Getting older is not something most gay males look forward to. Most of us have inherited a community model built upon a youth standard that mandates we check out of the dating world by the ripe old age of 30. Our culture is famous for celebrating ultra high standards of fitness and physical beauty which is almost impossible to maintain after one has entered their 40s. This is not to say that there are not some gay men who look forward to, or are enjoying getting older, or that there are not guys who are able to perform the required maintenance to still be considered attractive by those under 25, but trying to keep up with this stereotype is something most cannot do, and many are finding they don’t even want to.
The issue of getting older is a topic we don’t like to discuss. Something about it seems wrong or bad, even though it is the most natural thing we will all do, besides being born and dying. The desire to be at our best for as long as possible is not the issue, rather what some are willing to do and the stigma directed at those who cannot, is what is so damaging to our community. Which brings us to a troubling year long, on line study by AARP, to better understand the needs of the GLBT community over the age of 45. The information from this report is nothing the average gay male does not know about, what it is like, or will be, to grow older, but it is impactful to see it in print.
The 10 minute on-line study included 1762 participants, 680 of which self identified as gay men. As with many of these types of research, there is a majority participation of whites at 69%, Blacks at 14%, Latino/Hispanics at 12% and Asians rounding out with 3%. But these numbers are only slightly different from the racial and ethnic makeup of the total United States population as a whole. The coastal areas, from the north, down to the southern region, across to California and towards Washington state show high rates of participation, but again, this is in line with other reports and studies detailing where the majority of gay people in the USA reside.

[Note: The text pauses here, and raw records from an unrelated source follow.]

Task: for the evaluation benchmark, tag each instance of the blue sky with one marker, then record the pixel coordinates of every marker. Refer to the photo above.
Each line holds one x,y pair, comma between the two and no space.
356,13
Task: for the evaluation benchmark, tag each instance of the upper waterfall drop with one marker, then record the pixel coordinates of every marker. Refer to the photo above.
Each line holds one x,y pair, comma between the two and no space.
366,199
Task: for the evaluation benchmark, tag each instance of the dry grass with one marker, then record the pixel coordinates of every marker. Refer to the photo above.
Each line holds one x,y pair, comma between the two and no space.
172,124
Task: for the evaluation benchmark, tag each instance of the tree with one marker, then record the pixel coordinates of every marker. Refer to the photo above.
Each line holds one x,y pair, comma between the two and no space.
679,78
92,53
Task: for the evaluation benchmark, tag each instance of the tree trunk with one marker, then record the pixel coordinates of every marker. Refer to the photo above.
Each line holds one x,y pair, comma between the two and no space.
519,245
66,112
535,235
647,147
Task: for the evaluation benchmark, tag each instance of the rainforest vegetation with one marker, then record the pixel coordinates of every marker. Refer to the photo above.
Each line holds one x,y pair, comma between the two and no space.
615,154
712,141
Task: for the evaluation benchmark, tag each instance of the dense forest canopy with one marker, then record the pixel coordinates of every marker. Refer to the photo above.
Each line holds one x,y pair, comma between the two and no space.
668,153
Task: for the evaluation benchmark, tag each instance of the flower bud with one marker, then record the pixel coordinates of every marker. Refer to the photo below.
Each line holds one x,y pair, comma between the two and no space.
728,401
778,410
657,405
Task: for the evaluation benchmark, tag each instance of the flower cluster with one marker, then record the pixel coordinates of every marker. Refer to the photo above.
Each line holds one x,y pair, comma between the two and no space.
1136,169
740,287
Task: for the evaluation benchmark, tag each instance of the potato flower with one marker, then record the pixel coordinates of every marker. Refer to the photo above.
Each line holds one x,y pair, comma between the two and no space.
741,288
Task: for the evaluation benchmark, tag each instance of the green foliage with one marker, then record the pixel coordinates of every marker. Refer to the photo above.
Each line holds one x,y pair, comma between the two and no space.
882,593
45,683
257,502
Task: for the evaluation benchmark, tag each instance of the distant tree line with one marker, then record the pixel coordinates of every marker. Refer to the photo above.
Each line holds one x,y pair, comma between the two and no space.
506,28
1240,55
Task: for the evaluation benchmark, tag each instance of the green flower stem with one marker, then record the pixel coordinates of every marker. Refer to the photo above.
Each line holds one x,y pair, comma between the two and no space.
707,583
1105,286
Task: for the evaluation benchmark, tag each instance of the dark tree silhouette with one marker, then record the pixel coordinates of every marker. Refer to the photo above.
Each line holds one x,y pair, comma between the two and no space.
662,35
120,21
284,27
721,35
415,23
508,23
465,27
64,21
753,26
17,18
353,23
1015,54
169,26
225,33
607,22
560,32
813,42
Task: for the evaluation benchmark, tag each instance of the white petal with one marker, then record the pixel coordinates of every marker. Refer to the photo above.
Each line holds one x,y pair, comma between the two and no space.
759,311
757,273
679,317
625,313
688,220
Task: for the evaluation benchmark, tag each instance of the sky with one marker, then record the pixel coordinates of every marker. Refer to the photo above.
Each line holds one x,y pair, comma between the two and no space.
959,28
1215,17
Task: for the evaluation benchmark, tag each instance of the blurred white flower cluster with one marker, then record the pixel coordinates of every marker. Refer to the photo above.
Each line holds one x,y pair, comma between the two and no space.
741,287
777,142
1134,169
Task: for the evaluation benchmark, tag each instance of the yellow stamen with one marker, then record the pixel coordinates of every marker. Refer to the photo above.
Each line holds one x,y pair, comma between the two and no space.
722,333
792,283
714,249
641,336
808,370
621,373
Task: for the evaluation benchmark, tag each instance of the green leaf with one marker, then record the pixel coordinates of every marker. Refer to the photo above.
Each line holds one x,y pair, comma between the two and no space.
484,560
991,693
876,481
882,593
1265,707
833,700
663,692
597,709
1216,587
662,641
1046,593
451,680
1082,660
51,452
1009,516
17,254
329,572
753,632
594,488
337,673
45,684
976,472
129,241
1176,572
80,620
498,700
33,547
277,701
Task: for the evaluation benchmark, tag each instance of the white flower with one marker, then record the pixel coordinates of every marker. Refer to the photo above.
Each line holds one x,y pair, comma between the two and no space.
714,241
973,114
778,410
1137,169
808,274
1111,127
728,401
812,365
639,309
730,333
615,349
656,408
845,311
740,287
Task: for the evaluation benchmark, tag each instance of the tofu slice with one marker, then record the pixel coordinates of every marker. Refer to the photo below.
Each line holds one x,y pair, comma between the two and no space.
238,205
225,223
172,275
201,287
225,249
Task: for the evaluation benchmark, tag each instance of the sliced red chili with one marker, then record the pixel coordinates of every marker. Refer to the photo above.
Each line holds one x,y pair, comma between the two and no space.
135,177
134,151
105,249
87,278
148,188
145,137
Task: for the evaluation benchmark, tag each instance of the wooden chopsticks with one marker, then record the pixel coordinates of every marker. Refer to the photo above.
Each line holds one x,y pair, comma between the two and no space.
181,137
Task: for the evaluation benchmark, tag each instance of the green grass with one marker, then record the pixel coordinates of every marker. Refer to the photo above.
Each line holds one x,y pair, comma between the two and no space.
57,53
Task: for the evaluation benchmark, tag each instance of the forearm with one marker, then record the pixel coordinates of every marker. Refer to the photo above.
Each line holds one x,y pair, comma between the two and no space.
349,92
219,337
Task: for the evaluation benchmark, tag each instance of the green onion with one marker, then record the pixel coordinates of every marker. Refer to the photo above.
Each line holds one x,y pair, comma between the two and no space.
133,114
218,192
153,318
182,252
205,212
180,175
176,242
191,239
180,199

Two categories we found positive for the validity of this study is that AARP included members of all educational and economic brackets. Many times research on our community neglects to take these two major factors into account when discussing the positive and or negative impact a focus may have.
Here are AARP’s key findings related to our community.
- 57% of gay men over 45 reported being single, compared to only 39% of lesbians, and 48% of bisexual men and women.
- Gay men are far more likely to live alone, and this will influence the types of services needed by gay men as they age.
- When asked about their social support network, gay men are less connected compared to lesbians on every relationship type tested, from LGBT friends to straight friends, from partners to neighbors.
- 27% of gay men reported being married/partnered, in comparison to 43% of lesbians.
- 46% of gay males are living along, while only 36% of lesbians report the same conditions.
- Not surprisingly, Black/Latino gay males are “much more concerned about discrimination and negative outcomes as they age”. Race being the over arching factor for Blacks (42%), but sexual orientation for Latinos and Whites (42% and 40%, respectivlely)
- Concerns about family and social support as they age is normal but when factoring in for race and sexual orientation the rates are much higher for Blacks (56%), than Latinos (49%) and whites (39%), which makes sense when you consider long-term educational and income gaps for these groups.
- Long term care issues are high lighted in the study and we should take note of these fears as more gay males are living with HIV. Blacks again top the list at 37%, followed by Latinos 25% and finally whites at 19%.
- Because 71% of respondants reported being “out” this study shows that our community feels it important to be their authentic selves as they age but are still very conserned about how this will effect their long term living goals and discrimination.
This is a positive step in the right direction to find out what the needs of our aging gay male population needs within the healthcare service arena but it should also be a chance for our community to take a look at our lives, and those we surround ourselves with, and make plans for the future. We do have the ability to influence these outcomes and make growing older a much more positive experience.